Multimodal Recognition of Manual Interaction
Project Leader: Michael Pardowitz, Robert Haschke, Volker Willert
PhD Student: Alexandra Barchunova
A robot has to learn to carry out and to recognize goal-oriented arm or hand movements. This can be achieved by acquiring essential episodes of manual interaction from a human teacher. Pushing, grasping or lifting an object commonly serve as an example for such episodes, also called interaction patterns. Hereby we address the challenging question of how to perceive manual interaction in a way that generalizes over a wide variety of objects. It is therefore fundamental to establish a representation that is to a high degree invariant w.r.t. the involved object(s).

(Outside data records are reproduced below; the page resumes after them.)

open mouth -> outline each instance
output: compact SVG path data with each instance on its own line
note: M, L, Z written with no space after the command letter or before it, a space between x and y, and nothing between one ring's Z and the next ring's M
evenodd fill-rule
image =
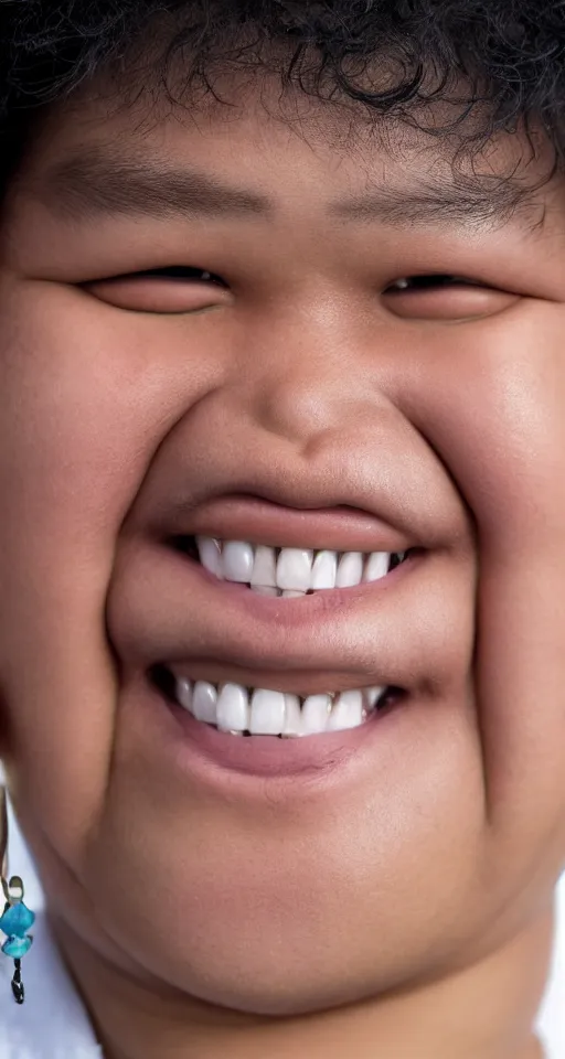
M296 739L359 728L406 694L399 687L364 687L300 696L232 682L191 680L180 667L153 666L152 684L196 720L233 736Z
M175 550L218 581L246 586L262 596L287 599L369 585L385 578L422 550L417 547L371 553L316 550L185 534L175 536L173 544ZM310 694L305 694L305 687L288 691L288 674L282 681L280 673L267 675L265 672L260 683L266 686L257 687L247 683L249 673L244 683L241 674L234 677L235 671L218 665L222 680L214 674L217 665L206 672L202 662L198 667L190 663L159 663L151 667L149 677L173 708L190 714L207 728L247 737L297 739L359 728L407 695L404 688L384 684L339 691L328 686L319 691L318 684Z
M204 536L179 536L174 544L218 580L246 585L260 596L287 599L380 580L417 550L313 550Z

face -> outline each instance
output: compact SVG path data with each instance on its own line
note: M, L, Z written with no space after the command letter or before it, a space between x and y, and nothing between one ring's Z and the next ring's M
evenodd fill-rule
M296 107L58 109L0 266L1 749L49 900L267 1014L478 959L565 852L563 189L472 214L436 141ZM195 537L407 555L281 597ZM249 738L192 681L396 691Z

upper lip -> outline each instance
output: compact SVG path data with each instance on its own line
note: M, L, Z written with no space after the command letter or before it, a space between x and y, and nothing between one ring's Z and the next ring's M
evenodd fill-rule
M259 498L218 496L168 520L170 536L248 541L271 547L327 548L335 552L405 552L413 537L394 530L370 512L351 507L282 507Z
M269 452L245 435L211 450L186 438L164 469L159 456L151 466L124 533L363 552L436 549L467 533L457 490L427 446L398 450L377 436L354 456L350 445L310 460Z

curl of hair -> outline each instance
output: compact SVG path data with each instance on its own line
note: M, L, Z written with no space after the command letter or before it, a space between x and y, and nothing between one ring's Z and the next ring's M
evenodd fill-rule
M270 65L282 85L420 127L435 99L456 105L451 129L481 115L466 127L482 139L535 125L565 159L565 0L0 0L4 180L45 105L104 67L126 79L153 20L168 26L156 77L181 60L186 92Z

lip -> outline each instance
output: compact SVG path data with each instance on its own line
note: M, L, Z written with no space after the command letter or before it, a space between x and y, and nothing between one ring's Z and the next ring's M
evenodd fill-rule
M157 724L169 766L207 788L238 794L265 796L257 779L297 780L308 783L334 783L340 775L359 768L369 756L374 768L379 758L390 755L388 739L394 737L402 714L412 713L402 700L375 712L365 724L343 731L323 732L298 739L276 736L231 736L196 720L188 710L147 685L145 705ZM296 792L296 788L292 787ZM290 793L291 791L286 791Z
M177 511L168 520L166 533L333 552L392 553L420 545L367 511L344 505L287 507L236 494L214 498L190 512Z
M450 575L448 556L424 553L377 581L278 599L220 581L170 547L130 541L116 567L108 629L130 672L222 662L274 676L330 672L337 688L413 691L445 652L446 606L456 606L454 592L459 598Z

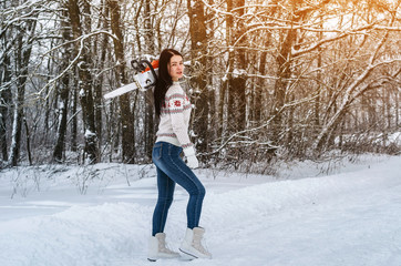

The challenging practical goal of this project is to build a system which implements the initial part of a route towards manual action capture. This implies a reliable recognition of a manageable set of basic manual interaction patterns that involve a large set of different objects. There is a number of approaches to be considered. One approach could be based on an implementation of a suitable recognizer for human interaction patterns with a small number of reference objects. If necessary it might as well include some generalization mechanism to achieve object invariance. Another possibility could consist of training a recognizer from video sequences and sensor readings of self-generated interaction patterns of a humanoid robot hand. This approach might require an additional mechanism for a representation of a human hand.
Initially, the recognition will be based upon various sensory channels provided from an Interaction Database: VICON-based geometry information, video sequences, joint angle trajectories from data gloves, and tactile data. Nevertheless the final goal is to build a vision-based system, which can use low-cost and easy-to-operate data acquisition devices.